Hannibal meets Mistborn in Marina Lostetter’s THE HELM OF MIDNIGHT, the dark and stunning first novel in a new trilogy that combines the intricate worldbuilding and rigorous magic system of the best of epic fantasy with a dark and chilling thriller. In a daring and deadly heist, thieves have made away with an artifact of terrible power—the death mask of Louis Charbon. Made by a master craftsman, it is imbued with the spirit of a monster from history, a serial murderer who terrorized the city. Now Charbon is loose once more, killing from beyond the grave. But these murders are different from before, not simply random but the work of a deliberate mind probing for answers to a sinister question. It is up to Krona Hirvath and her fellow Regulators to enter the mind of madness to stop this insatiable killer while facing the terrible truths left in his wake.
My Rating:
The Helm of Midnight invokes an intricate world where feelings magically imbue crystals and masks contain the echoes of a person’s abilities.
The story is told through two timelines. The one set in the present follows Krona, a regulator (or cop) who has a tragic history that impacts her ability to regulate. The other plot follows Melissa, an impoverished young woman looking to heal her ailing mother.

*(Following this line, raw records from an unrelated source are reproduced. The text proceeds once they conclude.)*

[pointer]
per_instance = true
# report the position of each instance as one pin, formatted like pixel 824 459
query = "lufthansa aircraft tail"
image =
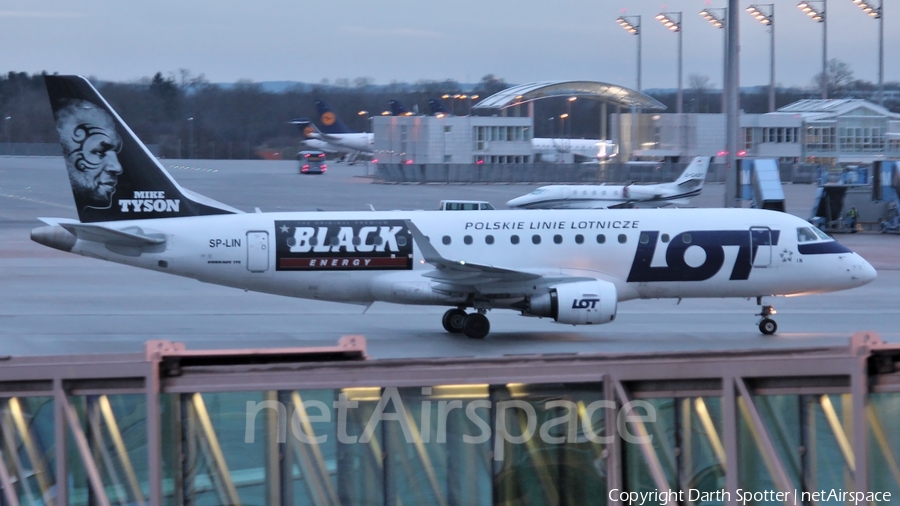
pixel 329 122
pixel 113 175
pixel 307 128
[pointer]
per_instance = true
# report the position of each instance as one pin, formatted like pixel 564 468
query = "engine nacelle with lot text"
pixel 581 303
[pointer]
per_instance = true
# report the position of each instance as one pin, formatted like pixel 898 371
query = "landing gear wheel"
pixel 453 320
pixel 476 326
pixel 768 326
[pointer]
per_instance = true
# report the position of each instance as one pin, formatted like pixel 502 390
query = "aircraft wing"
pixel 459 275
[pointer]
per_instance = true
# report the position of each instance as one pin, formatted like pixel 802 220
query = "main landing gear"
pixel 474 325
pixel 766 325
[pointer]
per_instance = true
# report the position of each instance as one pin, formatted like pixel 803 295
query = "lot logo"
pixel 712 242
pixel 343 245
pixel 585 303
pixel 148 202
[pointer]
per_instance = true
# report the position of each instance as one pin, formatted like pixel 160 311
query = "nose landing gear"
pixel 475 325
pixel 766 325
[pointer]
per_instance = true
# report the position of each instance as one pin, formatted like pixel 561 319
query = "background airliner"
pixel 573 266
pixel 678 193
pixel 332 135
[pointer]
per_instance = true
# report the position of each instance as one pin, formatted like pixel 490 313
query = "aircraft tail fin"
pixel 437 107
pixel 113 174
pixel 329 121
pixel 695 173
pixel 397 109
pixel 307 128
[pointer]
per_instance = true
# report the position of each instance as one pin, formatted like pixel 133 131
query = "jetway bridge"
pixel 328 426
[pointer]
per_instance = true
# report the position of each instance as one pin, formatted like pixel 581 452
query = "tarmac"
pixel 57 303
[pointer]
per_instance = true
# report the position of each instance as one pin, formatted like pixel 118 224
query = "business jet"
pixel 550 149
pixel 333 135
pixel 678 193
pixel 572 266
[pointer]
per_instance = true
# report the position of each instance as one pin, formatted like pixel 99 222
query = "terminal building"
pixel 501 129
pixel 826 132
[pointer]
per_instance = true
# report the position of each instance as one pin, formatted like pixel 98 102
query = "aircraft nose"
pixel 863 272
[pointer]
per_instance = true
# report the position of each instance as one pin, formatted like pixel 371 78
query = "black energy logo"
pixel 712 242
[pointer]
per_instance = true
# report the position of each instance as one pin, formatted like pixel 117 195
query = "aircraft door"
pixel 761 243
pixel 257 251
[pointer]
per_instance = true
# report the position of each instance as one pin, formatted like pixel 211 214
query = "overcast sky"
pixel 408 40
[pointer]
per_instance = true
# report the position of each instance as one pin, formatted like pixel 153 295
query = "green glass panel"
pixel 551 454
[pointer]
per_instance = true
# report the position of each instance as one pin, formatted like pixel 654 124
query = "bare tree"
pixel 836 80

Both characters leap off the pages. They are knowable, friendly, and human in the very unhuman realm Marina Lostetter has written. Krona suffers from PTSD over a wraithlike creature known as the Varga. She idolizes her older sister (also a regulator) and suffers from her inadequacies the same as we all do. Melissa has good intentions, all of them well placed, but suffers from the consequences when her desire to heal her mother backfires.

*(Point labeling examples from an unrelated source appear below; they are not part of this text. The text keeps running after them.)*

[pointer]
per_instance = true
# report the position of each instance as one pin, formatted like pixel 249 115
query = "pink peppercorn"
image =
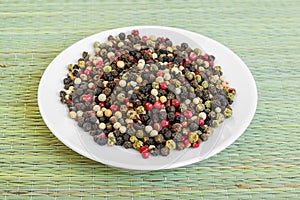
pixel 206 56
pixel 135 32
pixel 157 126
pixel 177 113
pixel 186 143
pixel 143 149
pixel 88 63
pixel 148 106
pixel 175 102
pixel 163 85
pixel 196 145
pixel 193 56
pixel 87 72
pixel 187 61
pixel 114 108
pixel 87 98
pixel 201 121
pixel 145 154
pixel 91 112
pixel 188 114
pixel 158 105
pixel 165 123
pixel 184 124
pixel 160 73
pixel 144 38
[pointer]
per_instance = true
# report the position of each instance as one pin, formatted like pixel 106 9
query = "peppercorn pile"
pixel 146 93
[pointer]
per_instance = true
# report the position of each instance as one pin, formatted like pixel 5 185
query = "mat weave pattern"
pixel 264 163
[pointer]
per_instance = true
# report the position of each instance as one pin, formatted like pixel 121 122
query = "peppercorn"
pixel 171 116
pixel 164 151
pixel 171 109
pixel 127 145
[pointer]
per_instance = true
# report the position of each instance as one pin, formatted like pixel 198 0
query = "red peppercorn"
pixel 175 102
pixel 158 105
pixel 201 121
pixel 196 145
pixel 163 85
pixel 143 149
pixel 135 32
pixel 145 154
pixel 148 106
pixel 165 123
pixel 114 108
pixel 188 114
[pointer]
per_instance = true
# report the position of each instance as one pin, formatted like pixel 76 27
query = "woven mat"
pixel 263 163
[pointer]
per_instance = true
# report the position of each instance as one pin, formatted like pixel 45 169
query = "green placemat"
pixel 263 163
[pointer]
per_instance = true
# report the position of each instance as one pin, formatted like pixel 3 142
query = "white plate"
pixel 55 114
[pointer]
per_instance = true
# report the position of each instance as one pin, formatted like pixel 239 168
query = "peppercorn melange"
pixel 146 93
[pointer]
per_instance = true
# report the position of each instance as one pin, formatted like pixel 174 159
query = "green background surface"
pixel 264 163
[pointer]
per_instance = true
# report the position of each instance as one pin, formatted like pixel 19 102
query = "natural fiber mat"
pixel 264 163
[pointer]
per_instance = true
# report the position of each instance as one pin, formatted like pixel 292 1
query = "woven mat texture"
pixel 264 163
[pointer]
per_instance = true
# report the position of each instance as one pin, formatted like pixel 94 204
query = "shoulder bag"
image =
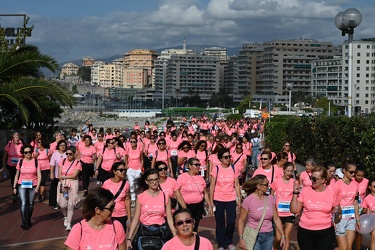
pixel 250 234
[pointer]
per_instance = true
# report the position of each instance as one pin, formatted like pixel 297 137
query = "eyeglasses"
pixel 181 222
pixel 314 179
pixel 153 180
pixel 350 172
pixel 163 169
pixel 111 208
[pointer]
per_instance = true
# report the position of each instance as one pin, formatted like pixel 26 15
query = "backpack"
pixel 36 163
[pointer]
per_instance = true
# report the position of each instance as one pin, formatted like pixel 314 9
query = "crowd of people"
pixel 154 187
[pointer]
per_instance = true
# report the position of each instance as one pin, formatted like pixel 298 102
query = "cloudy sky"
pixel 69 30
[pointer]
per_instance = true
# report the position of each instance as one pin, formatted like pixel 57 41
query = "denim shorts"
pixel 343 225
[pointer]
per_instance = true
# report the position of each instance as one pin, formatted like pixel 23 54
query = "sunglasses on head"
pixel 181 222
pixel 163 169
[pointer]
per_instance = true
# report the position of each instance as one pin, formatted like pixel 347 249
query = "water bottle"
pixel 66 195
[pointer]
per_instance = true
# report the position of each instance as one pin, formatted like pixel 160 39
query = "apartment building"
pixel 69 69
pixel 330 77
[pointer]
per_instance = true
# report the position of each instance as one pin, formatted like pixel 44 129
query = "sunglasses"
pixel 111 208
pixel 181 222
pixel 163 169
pixel 314 179
pixel 350 172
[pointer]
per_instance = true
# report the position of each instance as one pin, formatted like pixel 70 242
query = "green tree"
pixel 245 103
pixel 21 82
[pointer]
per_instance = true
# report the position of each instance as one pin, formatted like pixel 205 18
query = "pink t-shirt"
pixel 134 158
pixel 109 157
pixel 255 207
pixel 87 153
pixel 152 208
pixel 162 156
pixel 191 187
pixel 66 169
pixel 169 186
pixel 120 208
pixel 28 171
pixel 346 193
pixel 240 158
pixel 83 236
pixel 317 207
pixel 268 173
pixel 175 243
pixel 305 178
pixel 14 153
pixel 369 202
pixel 43 160
pixel 224 187
pixel 284 195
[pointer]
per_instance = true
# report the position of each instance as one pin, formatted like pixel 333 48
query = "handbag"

The worldbuilding of The Helm of Midnight is expert, crafty, and deliberate. Descriptions add to the story instead of putting us in a mire of unnecessary words. Lostetter propels both plots forward in a systematic nature that can slow the pace. However, the very contradictions her whole novel is about would suffer had she not taken the grace and delicacy in divulging them.

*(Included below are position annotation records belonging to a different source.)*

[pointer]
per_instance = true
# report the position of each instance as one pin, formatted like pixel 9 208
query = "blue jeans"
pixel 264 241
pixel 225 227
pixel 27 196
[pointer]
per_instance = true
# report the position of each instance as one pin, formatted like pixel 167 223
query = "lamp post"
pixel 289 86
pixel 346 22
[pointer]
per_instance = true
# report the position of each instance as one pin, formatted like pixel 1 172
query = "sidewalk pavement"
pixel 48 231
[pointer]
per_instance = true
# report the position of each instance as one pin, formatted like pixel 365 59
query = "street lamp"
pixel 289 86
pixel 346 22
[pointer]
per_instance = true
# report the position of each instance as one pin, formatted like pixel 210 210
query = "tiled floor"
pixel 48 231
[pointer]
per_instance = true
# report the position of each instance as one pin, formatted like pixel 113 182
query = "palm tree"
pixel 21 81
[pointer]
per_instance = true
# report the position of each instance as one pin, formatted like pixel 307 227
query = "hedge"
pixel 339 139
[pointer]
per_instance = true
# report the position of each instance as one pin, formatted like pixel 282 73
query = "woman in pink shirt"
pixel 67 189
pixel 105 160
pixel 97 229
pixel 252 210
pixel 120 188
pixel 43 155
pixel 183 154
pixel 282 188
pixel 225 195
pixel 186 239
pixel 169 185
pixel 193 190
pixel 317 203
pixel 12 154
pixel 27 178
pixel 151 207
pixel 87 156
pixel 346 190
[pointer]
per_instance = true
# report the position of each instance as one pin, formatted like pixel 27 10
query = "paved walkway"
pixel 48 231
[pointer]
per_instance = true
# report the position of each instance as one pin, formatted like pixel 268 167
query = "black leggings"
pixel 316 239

The Helm of Midnight throws rules at us about the world Krona and Melissa live in, the Valley. There are gods, monsters, magic, and echoes of one’s soul. But are the gods truly gods? Do their rules reign supreme, or are they fallacies meant to keep order? Are these monsters, the Varga, really all they appear to be? Is it right to use crystals or masks to change one’s emotions, to heal beyond your knowledge?
The world Lostetter has developed here is more science fiction than fantasy. There is far less mystery than the description would suppose and much more intrigue into what lies hidden behind the curtain of the Valley.
The ending is not a cliffhanger, but The Helm of Midnight has set up a tapestry of a world. Marina Lostetter does a marvelous job showing us there are two sides to that tapestry, and one is ugly and more authentic than the image we tend to gape at.